To summarize, a rich syntax courses through the veins of each InChI identifier. From its inception, InChI identifiers were designed to be split up and repurposed as explained by the authoritative documentation.
Clearly an InChI syntax exists. But this just brings us back to the question I posed in my Twitter poll: where does the specification of the InChI syntax reside — in the source code of the InChI distribution or in the Technical manual? Which one is "the standard?"
That's really a question for the InChI team to answer. For now it's clear that rules of InChI syntax not only exist, but were deliberately designed from the outset. A more immediate question is: what are the syntax rules for InChI and how should that information be conveyed?
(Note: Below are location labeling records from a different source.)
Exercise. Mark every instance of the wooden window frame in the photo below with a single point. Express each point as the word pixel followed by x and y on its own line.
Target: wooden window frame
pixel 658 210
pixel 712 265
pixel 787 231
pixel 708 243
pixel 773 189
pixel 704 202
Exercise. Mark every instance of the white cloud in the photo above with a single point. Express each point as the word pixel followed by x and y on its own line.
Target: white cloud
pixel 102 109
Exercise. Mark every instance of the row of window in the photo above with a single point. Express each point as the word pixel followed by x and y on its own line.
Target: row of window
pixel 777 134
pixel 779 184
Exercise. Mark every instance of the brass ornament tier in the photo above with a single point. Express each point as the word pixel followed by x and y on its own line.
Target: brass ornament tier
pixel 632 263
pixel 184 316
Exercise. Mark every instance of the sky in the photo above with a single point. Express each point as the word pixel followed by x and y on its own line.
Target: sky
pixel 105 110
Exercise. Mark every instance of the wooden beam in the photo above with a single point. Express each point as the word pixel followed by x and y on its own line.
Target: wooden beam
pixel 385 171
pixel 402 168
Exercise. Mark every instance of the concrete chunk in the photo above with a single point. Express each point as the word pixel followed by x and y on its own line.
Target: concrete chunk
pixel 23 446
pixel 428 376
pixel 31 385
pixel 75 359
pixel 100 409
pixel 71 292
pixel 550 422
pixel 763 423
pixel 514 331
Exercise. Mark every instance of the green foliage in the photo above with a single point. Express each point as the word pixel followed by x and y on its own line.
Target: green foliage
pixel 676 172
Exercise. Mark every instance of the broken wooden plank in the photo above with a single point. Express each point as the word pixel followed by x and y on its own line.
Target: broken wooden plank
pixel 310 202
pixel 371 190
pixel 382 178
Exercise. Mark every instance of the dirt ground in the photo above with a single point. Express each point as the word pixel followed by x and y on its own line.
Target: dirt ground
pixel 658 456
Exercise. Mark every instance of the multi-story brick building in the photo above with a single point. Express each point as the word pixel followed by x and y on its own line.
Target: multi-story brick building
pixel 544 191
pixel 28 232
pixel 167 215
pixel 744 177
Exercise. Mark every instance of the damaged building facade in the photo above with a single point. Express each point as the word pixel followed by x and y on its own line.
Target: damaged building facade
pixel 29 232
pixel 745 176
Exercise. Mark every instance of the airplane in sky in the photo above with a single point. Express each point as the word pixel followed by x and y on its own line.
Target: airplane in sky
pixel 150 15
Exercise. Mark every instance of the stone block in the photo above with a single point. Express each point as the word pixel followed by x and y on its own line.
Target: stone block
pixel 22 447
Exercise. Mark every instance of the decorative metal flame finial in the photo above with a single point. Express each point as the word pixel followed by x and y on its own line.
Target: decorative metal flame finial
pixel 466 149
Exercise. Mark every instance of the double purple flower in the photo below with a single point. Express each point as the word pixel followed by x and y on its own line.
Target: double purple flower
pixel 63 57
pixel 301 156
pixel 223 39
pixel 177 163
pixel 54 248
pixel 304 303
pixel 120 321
Informal Syntax Descriptions
For as long as people have been analyzing languages, they've tried to come up with ways to describe syntax. The InChI Technical Manual offers some examples of why spoken language descriptions (and graphics) often fall short when used to describe syntax:
- It's hard to write spoken languages both concisely and precisely.
- words often have ambiguous meanings.
- It's hard to keep all the context needed to parse a spoken language standard in your head at the same time.
- There's no automated way to transform a spoken language technical description into running code.
Fortunately, there is an answer to all of these problems when it comes to describing syntax: a formal grammar. A formal grammar, being a very limited form of expression, can be both concise and precise in describing syntax. As a result, ambiguities and contradictions are easy to spot. Because they're compact, formal grammars can be much easier to understand than freeform text and graphics. Finally, formal grammars can be machine-translated into running code that can parse and validate examples of the underlying language.
This blog has covered formal grammars from several angles. Here are some articles that show how to apply formal grammars to the SMILES language:
- SMILES Formal Grammar
- SMILES Formal Grammar Revisited
- Abstract Syntax Trees for SMILES
- Let's Build a SMILES Parser in Rust
InChI is both a chemical identifier and a chemical representation system. This dual nature can be both confusing and empowering. As an identifier, InChI enables fast exact structure lookup. As a representation, InChIs offers much more. The key to using InChI as a representation lies in understanding its syntax. What's lacking is a concise yet precise description of it. A future article will address this point.